Orange Cranberry Scones

Now that I have creme fraiche at my disposal, lets get cracking on all those recipes which call for them.  My first choice would be the orange cranberry scones that I have been eyeing for quite awhile now from flour by Joanne Chang.

Scones have a reputation of being dry and tasteless.  If you have not baked scones before, please do not take the seemingly easy preparation for granted.  If you do, there's a good chance that you will end up with cardboardy scones.  Two important tips to scone success are to make sure all your ingredients are very cold, especially the butter (heck, if you could ice your fingertips, do that too), and not to overwork the dough.  If you follow these two rules religiously, I guarantee you will have a very tender and fluffy pastry.

Anyway, did you know that there are two ways to pronounce scone ? One is "skon" (rhyming with "con") and the other is "skoan" (rhyming with "cone").  I have always pronounced it as per the latter, but skon or skoan, these scones have such a nice crisp crust with a light, buttery and fluffy texture.  And they are so good for breakfast or tea, especially when eaten fresh from the oven - I have this taboo that scones should never ever be eaten cold, they must be warm and fresh from the oven.  Perfect with a glass of cold milk or a cup of steaming hot coffee.  My only fault here is that I have may patted the dough out too thin.


You will need:
385 g all purpose flour
1 1/2 tsp baking powder
1/2 tsp baking soda
1/4 tsp salt
70 g granulated sugar
80 g dried cranberries
115 g unsalted butter, cold and cut into 8 to 10 pieces
1/2 cup buttermilk
1/2 cup creme fraiche
1 cold egg
1 egg yolk, lightly beaten
2 tbsp granulated sugar


Preparation:
Preheat the oven to 150 deg C.


Using a stand mixer fitted with a paddle attachment, mix together the flour, baking powder, baking soda, salt, sugar and cranberries on low speed for 10 to 15 seconds, or until combined.  Scatter butter over the top and beat on low speed for about 30 seconds, or until the butter is somewhat broken into grape-sized pieces.

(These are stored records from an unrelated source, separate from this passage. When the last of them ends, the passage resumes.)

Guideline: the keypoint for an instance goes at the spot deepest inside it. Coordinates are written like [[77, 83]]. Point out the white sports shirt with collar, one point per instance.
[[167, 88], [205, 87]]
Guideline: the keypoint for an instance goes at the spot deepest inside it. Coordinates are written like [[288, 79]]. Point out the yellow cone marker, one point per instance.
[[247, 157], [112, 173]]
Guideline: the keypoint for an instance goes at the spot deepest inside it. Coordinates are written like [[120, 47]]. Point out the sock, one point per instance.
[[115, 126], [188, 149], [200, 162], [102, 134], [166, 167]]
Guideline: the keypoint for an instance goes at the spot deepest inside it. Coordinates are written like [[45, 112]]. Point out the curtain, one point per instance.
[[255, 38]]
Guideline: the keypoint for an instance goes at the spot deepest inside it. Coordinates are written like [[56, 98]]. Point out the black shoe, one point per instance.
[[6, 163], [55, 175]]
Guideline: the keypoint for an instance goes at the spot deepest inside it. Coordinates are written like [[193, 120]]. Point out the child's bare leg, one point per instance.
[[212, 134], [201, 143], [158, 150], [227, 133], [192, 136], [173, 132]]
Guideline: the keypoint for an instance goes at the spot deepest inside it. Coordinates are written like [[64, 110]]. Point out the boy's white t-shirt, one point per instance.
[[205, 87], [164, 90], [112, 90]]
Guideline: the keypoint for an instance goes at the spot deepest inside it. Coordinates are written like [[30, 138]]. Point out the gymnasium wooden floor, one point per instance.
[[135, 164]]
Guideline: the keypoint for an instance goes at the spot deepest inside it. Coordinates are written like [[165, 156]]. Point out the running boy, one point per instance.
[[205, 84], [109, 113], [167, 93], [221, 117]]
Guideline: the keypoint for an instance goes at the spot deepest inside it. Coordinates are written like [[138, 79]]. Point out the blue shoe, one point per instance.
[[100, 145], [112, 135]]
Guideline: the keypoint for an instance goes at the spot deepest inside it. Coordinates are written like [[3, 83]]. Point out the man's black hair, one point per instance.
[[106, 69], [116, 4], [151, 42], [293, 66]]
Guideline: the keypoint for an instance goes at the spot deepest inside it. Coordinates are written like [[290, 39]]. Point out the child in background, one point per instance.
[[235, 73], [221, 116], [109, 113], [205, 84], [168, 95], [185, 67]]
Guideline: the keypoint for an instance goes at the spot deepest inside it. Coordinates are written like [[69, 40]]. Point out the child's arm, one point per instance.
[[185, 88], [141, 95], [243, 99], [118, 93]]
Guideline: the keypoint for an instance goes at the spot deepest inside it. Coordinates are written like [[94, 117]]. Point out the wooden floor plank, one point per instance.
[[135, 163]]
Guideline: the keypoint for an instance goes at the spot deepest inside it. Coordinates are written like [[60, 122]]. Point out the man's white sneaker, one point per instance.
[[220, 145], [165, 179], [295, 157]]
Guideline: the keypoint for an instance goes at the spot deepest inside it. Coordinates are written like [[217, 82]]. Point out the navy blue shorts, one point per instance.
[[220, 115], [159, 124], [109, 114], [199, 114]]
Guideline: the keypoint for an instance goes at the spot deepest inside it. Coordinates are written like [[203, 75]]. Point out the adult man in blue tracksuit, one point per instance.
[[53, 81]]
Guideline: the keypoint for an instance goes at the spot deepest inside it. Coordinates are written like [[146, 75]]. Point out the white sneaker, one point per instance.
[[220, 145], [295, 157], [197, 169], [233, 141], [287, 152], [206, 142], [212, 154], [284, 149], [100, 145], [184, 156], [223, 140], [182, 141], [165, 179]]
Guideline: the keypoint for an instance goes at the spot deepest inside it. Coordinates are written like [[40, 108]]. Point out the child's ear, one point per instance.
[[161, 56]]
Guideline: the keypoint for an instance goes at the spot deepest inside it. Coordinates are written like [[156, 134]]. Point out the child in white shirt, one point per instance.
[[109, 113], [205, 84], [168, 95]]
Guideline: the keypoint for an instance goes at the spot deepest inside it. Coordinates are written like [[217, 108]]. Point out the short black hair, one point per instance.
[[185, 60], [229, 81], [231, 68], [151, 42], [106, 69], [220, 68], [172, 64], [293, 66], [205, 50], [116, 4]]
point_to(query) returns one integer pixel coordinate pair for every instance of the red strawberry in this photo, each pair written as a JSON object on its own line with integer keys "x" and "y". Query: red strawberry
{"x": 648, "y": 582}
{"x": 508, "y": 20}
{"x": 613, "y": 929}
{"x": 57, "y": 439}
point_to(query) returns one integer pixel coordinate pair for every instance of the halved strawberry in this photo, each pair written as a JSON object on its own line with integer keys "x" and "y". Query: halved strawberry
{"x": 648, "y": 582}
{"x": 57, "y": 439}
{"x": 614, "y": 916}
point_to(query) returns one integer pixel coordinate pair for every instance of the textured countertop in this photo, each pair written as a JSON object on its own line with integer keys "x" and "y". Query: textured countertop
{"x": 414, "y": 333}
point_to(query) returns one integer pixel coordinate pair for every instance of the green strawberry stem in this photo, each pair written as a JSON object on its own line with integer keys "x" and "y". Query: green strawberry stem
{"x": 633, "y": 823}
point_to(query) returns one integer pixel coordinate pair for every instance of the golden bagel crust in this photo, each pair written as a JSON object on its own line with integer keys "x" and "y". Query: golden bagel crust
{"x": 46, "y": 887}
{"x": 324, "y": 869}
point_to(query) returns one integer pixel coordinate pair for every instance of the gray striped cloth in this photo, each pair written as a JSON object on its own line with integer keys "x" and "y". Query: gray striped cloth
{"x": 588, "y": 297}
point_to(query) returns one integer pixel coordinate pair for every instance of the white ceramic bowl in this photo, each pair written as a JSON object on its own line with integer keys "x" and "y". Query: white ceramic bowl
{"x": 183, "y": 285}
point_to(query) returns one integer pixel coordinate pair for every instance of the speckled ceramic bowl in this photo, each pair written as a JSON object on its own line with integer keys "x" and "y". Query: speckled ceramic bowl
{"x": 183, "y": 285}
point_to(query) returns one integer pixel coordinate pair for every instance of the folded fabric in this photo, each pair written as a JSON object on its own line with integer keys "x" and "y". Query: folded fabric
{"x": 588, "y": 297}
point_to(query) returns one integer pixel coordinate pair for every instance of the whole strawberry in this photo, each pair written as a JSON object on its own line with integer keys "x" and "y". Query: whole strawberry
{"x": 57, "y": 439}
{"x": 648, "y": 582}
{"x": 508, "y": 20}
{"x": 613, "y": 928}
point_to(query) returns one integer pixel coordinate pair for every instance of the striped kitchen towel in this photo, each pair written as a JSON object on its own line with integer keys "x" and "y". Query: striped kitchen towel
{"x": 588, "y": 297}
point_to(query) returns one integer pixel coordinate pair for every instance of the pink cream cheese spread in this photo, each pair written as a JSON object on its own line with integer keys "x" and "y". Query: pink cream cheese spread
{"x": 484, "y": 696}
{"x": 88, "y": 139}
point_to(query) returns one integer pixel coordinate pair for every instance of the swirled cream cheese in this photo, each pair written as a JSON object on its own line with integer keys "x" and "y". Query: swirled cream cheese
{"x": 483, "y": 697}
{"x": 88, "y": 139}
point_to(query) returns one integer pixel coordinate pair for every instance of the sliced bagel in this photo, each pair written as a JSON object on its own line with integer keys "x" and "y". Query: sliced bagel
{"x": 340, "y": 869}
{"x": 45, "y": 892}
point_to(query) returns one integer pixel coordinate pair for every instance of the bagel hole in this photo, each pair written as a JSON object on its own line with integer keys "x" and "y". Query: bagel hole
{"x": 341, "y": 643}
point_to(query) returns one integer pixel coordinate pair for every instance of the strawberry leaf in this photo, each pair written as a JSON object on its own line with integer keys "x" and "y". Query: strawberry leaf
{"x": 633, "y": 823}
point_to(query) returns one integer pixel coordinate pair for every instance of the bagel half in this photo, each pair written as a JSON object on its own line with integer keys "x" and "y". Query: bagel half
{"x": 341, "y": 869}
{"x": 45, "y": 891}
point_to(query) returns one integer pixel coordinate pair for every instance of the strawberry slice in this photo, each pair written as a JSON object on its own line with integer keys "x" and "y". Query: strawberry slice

In a small bowl, whisk together the buttermilk, creme fraiche and whole egg until thoroughly mixed.  On low speed, pur the buttermilk mixture into the flour mixture and beats for 20 to 30 seconds,or until the dough comes together.  There will still be loose flour mixture at the bottom of the bowl.


Remove bowl from the mixer stand.  Gather and lift dough with your hands and turn it over in the bowl, so that it starts to pick up the loose flour at the bottom.  Turn over the dough several times until all the loose flour is mixed in.


Dump the dough onto a baking sheet and pat in into an 8-inch circle about 1 inch thick.  Brush the egg yolk evenly over the top.  Sprinkle the 2 tbsp sugar over the top, then cut the circle into 8 even wedges (I omitted the yolk and sugar steps as I didn't want shiny top scones, and the extra sweetness).

Bake for 50-55 minutes, or until the entire circle is golden brown.  Transfer to a wire rack to cool for 30 minutes, then cut the prescored wedges.  Serve warm with butter and jam, if desired.